Peningkatan kasus IBD di daerah urban atau perkotaan disinyalir akibat pola makan tidak sehat seperti makanan cepat saji yakni burger, ayam tepung, dan lain-lain.

“Pola hidup dan pola makan sangat berpengaruh pada timbulnya IBD, kota besar kasusnya memang lebih banyak dari pedesaan, tapi kita belum ada data terkait itu. Memang di negara lain trennya lebih banyak di kota besar ketimbang di kota kecil atau pedesaan,” terangnya.

Ia juga menyinggung, awalnya hari kesadaran IBD atau World IBD Day diperingati di Amerika dan negara barat saja. Namun, seiring bertambahnya kasus IBD di Indonesia, akhirnya World IBD Day yang jatuh pada 19 Mei juga diadopsi di Tanah Air.

Gejala dan Pengobatan

IBD adalah penyakit menahun atau berjalan lama dengan gejala hilang timbul, lanjut Marcellus.

“Gejalanya sendiri termasuk diare berkepanjangan disertai darah dan nyeri perut kronis yang tidak hilang dalam waktu lama,” terangnya.

Sedangkan, jika ada gejala sakit di bagian perut ketika batuk itu belum tentu gejala dari IBD. Menurutnya, sakit di area perut saat batuk lebih memiliki kaitan erat dengan gerakan otot perut secara tiba-tiba.

Pengobatan untuk penyakit ini terdiri dari tiga cara yakni non farmakologis atau tanpa obat-obatan termasuk pola diet dan memperbaiki gaya hidup. Pengobatan cara kedua adalah dengan konsumsi obat-obatan (farmakologis) yang kadang-kadang menekan sistem imunitas dalam tubuh.

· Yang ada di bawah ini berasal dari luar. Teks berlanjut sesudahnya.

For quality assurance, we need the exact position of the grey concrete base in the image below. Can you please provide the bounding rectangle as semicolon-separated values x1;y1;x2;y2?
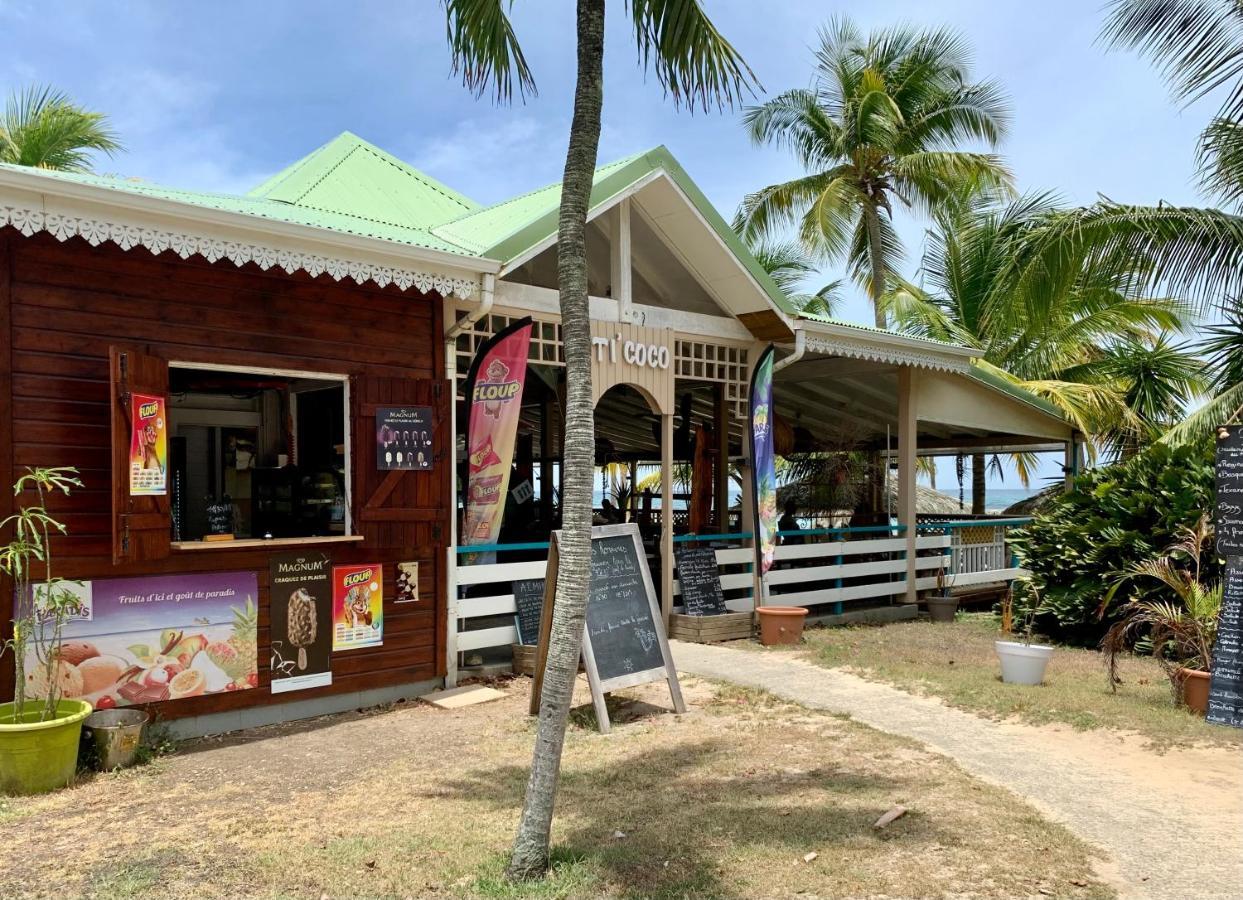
807;603;919;625
167;679;444;741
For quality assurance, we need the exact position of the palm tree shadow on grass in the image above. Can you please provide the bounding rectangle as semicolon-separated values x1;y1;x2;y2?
429;738;961;898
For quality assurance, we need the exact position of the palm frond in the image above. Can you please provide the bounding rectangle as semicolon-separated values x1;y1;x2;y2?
628;0;763;111
441;0;537;103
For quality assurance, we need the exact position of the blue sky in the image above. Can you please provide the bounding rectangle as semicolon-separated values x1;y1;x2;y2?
0;0;1211;486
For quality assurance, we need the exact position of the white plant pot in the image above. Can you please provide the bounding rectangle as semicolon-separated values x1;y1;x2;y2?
993;640;1053;685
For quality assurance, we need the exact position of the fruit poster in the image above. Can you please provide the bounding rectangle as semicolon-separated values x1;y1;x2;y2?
332;563;384;651
18;572;259;709
268;553;332;694
129;394;168;497
375;406;431;471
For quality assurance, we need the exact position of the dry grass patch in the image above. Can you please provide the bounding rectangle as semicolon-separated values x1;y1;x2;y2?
803;613;1243;747
0;677;1111;900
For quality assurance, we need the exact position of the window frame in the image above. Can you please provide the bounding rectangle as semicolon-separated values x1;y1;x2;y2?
168;359;353;552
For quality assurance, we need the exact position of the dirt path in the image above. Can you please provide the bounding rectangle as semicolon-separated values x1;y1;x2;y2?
672;641;1243;900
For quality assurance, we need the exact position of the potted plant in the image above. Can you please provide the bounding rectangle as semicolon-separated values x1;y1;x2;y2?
993;581;1053;685
924;557;958;622
1101;513;1222;715
0;469;91;794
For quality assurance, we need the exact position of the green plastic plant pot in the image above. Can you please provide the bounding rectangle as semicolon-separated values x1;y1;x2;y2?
0;700;91;794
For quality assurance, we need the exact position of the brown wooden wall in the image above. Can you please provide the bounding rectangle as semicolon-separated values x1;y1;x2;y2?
0;229;452;717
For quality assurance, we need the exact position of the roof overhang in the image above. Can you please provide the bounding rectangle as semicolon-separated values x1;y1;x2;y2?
0;169;501;297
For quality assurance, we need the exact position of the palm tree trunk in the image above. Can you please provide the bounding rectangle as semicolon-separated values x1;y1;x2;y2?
971;454;988;516
508;0;604;879
863;205;889;328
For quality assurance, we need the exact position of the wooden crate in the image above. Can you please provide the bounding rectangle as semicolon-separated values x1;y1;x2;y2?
669;613;751;644
510;644;584;677
510;644;539;676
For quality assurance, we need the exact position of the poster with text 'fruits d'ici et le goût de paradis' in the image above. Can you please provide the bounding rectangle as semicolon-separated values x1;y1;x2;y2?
26;572;259;709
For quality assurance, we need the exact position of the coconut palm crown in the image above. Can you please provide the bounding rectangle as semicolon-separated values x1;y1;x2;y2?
735;17;1011;327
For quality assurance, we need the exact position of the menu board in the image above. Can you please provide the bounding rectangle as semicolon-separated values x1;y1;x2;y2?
1206;556;1243;728
675;547;730;615
527;522;686;733
1216;425;1243;556
513;578;543;644
587;535;665;681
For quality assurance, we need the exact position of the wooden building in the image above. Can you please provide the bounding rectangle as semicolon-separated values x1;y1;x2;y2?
0;133;1075;733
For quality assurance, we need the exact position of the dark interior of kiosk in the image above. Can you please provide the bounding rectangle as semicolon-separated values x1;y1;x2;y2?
169;367;347;542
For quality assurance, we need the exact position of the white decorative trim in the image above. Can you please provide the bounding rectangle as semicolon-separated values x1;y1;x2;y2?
0;206;477;300
807;334;971;373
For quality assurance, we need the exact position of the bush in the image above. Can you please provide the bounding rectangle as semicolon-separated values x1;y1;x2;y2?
1012;443;1218;644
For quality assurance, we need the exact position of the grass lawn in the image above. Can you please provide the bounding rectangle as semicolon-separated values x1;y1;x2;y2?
803;613;1243;746
0;677;1112;900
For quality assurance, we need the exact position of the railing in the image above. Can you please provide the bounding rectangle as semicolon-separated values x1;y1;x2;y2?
449;518;1030;675
919;518;1032;587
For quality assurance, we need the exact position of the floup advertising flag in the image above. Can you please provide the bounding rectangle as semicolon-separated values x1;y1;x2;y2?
751;347;777;574
461;318;531;563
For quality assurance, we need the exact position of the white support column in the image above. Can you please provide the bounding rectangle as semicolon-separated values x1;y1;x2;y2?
609;198;634;322
897;365;919;603
660;413;674;627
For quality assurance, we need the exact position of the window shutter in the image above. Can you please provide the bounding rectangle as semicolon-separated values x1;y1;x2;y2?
108;347;173;563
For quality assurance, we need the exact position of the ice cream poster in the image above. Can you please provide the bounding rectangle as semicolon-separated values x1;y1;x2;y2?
267;553;332;694
129;394;168;497
375;406;431;471
461;318;531;563
332;563;384;651
18;572;259;710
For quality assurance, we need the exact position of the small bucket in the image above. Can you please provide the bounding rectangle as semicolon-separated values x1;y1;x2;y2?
756;607;807;646
83;710;149;772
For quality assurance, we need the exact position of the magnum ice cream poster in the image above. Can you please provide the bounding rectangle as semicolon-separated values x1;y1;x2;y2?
129;394;168;497
461;318;531;563
18;572;259;710
268;553;332;694
375;406;431;471
751;347;777;574
332;563;384;651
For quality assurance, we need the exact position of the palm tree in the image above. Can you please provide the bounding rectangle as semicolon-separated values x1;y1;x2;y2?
0;86;122;172
881;194;1198;502
444;0;756;878
735;19;1011;328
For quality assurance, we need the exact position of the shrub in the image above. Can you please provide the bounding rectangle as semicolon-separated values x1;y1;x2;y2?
1012;444;1218;644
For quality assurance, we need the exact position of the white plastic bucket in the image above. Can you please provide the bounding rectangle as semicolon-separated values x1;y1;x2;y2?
993;640;1053;685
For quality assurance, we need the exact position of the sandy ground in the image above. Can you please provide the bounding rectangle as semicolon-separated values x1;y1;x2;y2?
0;676;1114;900
672;641;1243;900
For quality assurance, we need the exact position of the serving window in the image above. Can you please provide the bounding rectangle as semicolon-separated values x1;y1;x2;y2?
112;348;359;562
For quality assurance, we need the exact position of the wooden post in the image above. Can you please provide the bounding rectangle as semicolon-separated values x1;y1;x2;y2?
712;384;730;535
660;413;674;628
609;199;634;322
897;365;919;603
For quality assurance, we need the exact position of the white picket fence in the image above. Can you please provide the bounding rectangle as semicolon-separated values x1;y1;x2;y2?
449;528;951;674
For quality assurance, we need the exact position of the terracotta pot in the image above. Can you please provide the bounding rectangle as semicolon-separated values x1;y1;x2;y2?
1177;668;1208;715
756;607;807;646
924;594;958;622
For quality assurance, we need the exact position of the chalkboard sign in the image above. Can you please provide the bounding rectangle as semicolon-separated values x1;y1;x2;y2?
1217;425;1243;556
1206;556;1243;728
675;547;730;615
527;523;686;733
513;578;543;644
587;535;665;681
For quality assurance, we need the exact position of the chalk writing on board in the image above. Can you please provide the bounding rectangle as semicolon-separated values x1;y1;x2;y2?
1214;425;1243;556
675;547;728;615
513;578;543;644
1206;556;1243;728
587;535;665;680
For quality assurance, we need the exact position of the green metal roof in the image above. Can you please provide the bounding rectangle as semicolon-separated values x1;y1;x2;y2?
431;147;797;315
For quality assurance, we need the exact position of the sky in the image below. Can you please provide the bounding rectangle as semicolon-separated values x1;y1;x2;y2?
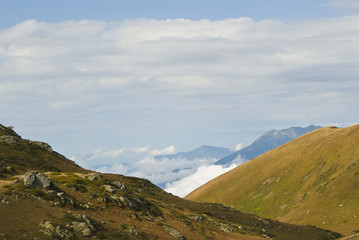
0;0;359;195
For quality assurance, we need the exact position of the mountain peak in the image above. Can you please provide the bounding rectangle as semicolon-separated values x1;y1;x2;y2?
215;125;321;166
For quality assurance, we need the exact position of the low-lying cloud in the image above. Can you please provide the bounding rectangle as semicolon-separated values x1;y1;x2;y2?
165;164;237;197
71;145;228;189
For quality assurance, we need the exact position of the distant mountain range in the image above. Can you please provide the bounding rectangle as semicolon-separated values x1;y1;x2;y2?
155;145;233;160
0;124;341;240
186;125;359;235
214;125;321;166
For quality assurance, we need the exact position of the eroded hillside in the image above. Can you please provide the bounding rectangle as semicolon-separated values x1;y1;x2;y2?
186;125;359;234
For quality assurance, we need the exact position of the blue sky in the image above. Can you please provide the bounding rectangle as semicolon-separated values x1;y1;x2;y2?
0;0;359;194
0;0;335;28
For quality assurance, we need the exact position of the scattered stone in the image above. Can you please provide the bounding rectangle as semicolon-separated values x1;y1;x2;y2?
66;214;103;237
163;225;186;240
219;223;233;232
0;135;21;145
23;172;54;189
85;173;102;181
30;141;53;152
112;181;126;191
103;185;117;193
0;195;10;205
127;226;139;236
39;221;73;239
188;216;204;222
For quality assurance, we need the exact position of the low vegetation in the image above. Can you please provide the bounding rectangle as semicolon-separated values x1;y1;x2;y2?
186;125;359;234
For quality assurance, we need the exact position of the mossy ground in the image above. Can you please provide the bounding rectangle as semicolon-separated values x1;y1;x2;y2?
186;125;359;234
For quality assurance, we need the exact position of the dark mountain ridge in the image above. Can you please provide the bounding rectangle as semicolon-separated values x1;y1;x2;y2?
214;125;320;166
0;125;340;240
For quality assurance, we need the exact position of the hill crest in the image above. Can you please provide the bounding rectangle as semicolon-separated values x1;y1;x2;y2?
185;125;359;233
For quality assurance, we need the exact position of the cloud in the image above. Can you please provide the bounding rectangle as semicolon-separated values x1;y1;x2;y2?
234;143;243;151
0;15;359;164
71;145;231;188
165;164;237;197
326;0;359;15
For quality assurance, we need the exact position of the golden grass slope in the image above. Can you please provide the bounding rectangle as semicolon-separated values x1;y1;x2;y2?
186;125;359;234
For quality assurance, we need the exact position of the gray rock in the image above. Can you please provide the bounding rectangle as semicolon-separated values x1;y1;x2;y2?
30;141;53;152
39;221;73;239
103;185;117;193
85;173;101;181
112;181;126;191
164;225;186;240
23;172;54;189
0;135;21;145
128;226;139;236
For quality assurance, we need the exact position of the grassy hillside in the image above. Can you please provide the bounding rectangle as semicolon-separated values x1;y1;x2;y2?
186;125;359;234
0;124;88;176
0;126;340;240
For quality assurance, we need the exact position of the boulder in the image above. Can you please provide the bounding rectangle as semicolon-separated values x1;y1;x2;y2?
85;173;101;181
103;185;116;193
30;141;53;152
112;181;126;191
39;221;73;239
0;135;21;145
164;225;186;240
23;172;54;189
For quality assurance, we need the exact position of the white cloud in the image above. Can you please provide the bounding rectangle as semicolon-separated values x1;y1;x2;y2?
165;164;237;197
327;0;359;13
234;143;243;151
0;16;359;171
75;145;222;187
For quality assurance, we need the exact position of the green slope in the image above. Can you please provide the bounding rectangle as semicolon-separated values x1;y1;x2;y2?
186;125;359;234
0;124;88;176
0;125;340;240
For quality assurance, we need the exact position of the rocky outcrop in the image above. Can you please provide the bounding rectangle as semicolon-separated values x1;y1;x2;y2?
30;141;53;152
112;181;126;191
163;225;186;240
103;185;117;193
0;195;10;205
23;172;54;189
39;221;73;239
66;214;103;237
84;173;102;181
0;135;21;145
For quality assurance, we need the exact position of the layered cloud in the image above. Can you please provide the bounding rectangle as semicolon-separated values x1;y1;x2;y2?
0;15;359;164
165;164;237;197
71;145;225;191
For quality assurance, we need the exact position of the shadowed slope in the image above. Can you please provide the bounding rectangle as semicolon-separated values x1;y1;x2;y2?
186;125;359;233
0;125;340;240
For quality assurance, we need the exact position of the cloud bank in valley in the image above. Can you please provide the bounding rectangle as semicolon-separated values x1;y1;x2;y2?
71;146;237;193
0;16;359;154
165;164;237;197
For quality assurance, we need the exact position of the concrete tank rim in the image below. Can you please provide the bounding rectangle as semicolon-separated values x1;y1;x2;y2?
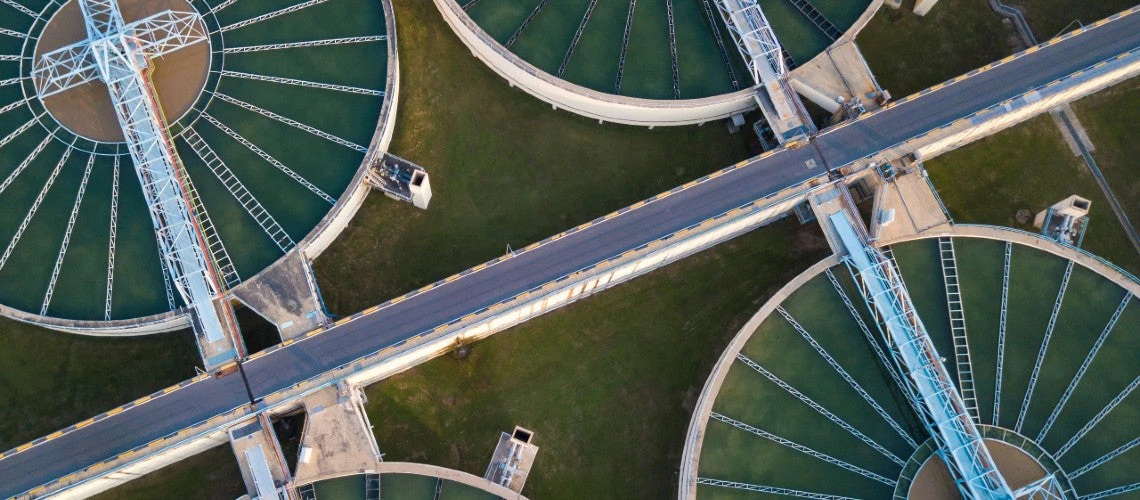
434;0;882;126
677;224;1140;500
0;0;399;336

Bagi pasien COVID-19, pengobatan dengan konsumsi obat tidak dianjurkan karena sistem imun akan menurun dan membuat COVID-19 lebih parah, katanya. Untuk pengobatan farmakologis, perlu konsultasi terlebih dahulu dengan dokter karena pengobatan dapat menimbulkan efek samping tertentu pada pasien. Cara pengobatan lain yang bisa dilakukan adalah dengan melakukan operasi bedah.